BREXIT – MICHEL BARNIER DECROCHE UN ACCORD

L’UNOSTRA vous livre quelques remarques émises par  Michel Barnier négociateur du BREXIT à  la conférence de presse sur la recommandation de la Commission au Conseil européen d’approuver l’accord conclu sur le protocole révisé concernant l’Irlande / l’Irlande du Nord et la déclaration politique révisée
Mesdames et Messieurs,
Aujourd’hui, nous avons trouvé un accord avec le gouvernement britannique sur le retrait ordonné du Royaume-Uni et le cadre de notre future relation.
C’est le résultat d’un travail intensif des deux équipes de négociateurs, l’équipe britannique et notre propre équipe, que je veux personnellement remercier pour leur ténacité et leur professionnalisme, mais aussi, du côté européen, d’un dialogue permanent avec les 27 Etats membres et le Parlement européen, avec qui nous avons réellement co-construit ce nouvel accord.
Cet accord est agréé au niveau des négociateurs. Avec le Président Juncker, qui a conclu ce matin avec le Premier ministre Johnson, nous le présenterons tout à l’heure au Conseil européen à 27. Je veux d’ailleurs remercier le Président Tusk pour sa confiance tout au long de ces trois années.

Ce texte, Mesdames et Messieurs, permet d’apporter de la sécurité juridique et de la certitude là où le Brexit crée de l’incertitude, en particulier et d’abord pour :
  • Les citoyens européens au Royaume-Uni et les Britanniques dans un Etat membre de l’Union. Ils ont toujours été, et ils resteront, notre priorité, celle des Etats membres et du Parlement européen. L’incertitude pour ces citoyens a trop duré.

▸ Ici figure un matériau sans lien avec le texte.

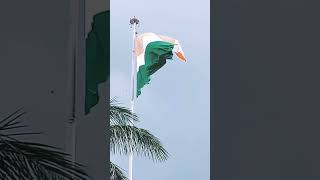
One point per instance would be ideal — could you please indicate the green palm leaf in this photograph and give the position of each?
(120, 114)
(125, 139)
(116, 173)
(27, 160)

Grâce à cet accord, leurs droits seront enfin garantis dans la durée.
  •  Les porteurs de projets financés par le budget de l’Union européenne, dans les 27 Etats membres et au Royaume-Uni puisque, grâce à cet accord, les engagements financiers déjà pris à 28 seront honorés à 28.
  •  Toutes les personnes et entreprises concernées par tous les autres sujets de la séparation, comme Euratom, la protection des droits de propriété intellectuelle existants, la protection des indications géographiques ou la protection des données personnelles.
  • Cette proposition comprend aussi la période de transition, qui avait été demandée par le gouvernement britannique et qui durera jusqu’à la fin 2020 – 14 mois – et peut-être une ou deux années de plus en cas d’accord conjoint du Royaume-Uni et de l’Union européenne.
Mesdames et Messieurs,
Enfin, au-delà de cette séparation et de l’accord de retrait, nous avons trouvé un accord pour réviser la déclaration politique, qui devra être adoptée par le Conseil européen et qui sera le cadre pour rebâtir un partenariat ambitieux avec le Royaume-Uni, pays ami, pays partenaire et pays allié.
Sur ce point, le gouvernement de Boris Johnson a fait le choix clair d’un accord de libre-échange.
Toute référence à d’autres options, notamment l’option de créer entre nous un territoire douanier unique a donc été éliminée.
Ce qui ne change pas, en revanche, est notre proximité géographique et notre interdépendance avec l’économie du Royaume-Uni, et nous nous sommes mis d’accord pour avoir des garanties solides de level playing field afin de permettre un accord de libre-échange ambitieux sans tarifs ni quotas.
Sur ce point, je peux témoigner, pour en avoir souvent parlé avec eux, que les Etats membres, le Parlement européen et les entreprises du marché unique sont extrêmement attentifs à l’existence d’un socle commun sur les standards applicables à la fin de la transition, en matière de droits sociaux, de protection de l’environnement, d’aides d’Etat et les questions de fiscalité.
Au total, le niveau d’ambition de notre futur accord de libre-échange sera proportionnel au niveau et à la qualité des règles du jeu économique entre nous.
Mesdames et Messieurs,
Voilà l’accord que nous avons conclu au terme de ces journées intenses de négociation. Le texte juridique en est maintenant disponible.
Sur cette base, l’évaluation que nous présenterons tout à l’heure avec le Président Juncker au Conseil européen est que nous avons obtenu ensemble un résultat juste et raisonnable, qui correspond à nos principes.
Du côté européen, Il appartient maintenant au Conseil européen d’apprécier le contenu de cet accord. Et ensuite au Conseil de l’approuver, tout comme le Parlement européen, que je veux remercier pour sa confiance et qui aura le dernier mot.
Nous allons poursuivre ce processus dès aujourd’hui, dans le dialogue et le respect de nos institutions.
Nous avons aujourd’hui une base juste et raisonnable – fair and reasonable – pour un retrait ordonné du Royaume-Uni et surtout pour commencer – nous le souhaitons le plus tôt possible, dès le 1er novembre – à travailler à un nouveau partenariat avec le Royaume-Uni.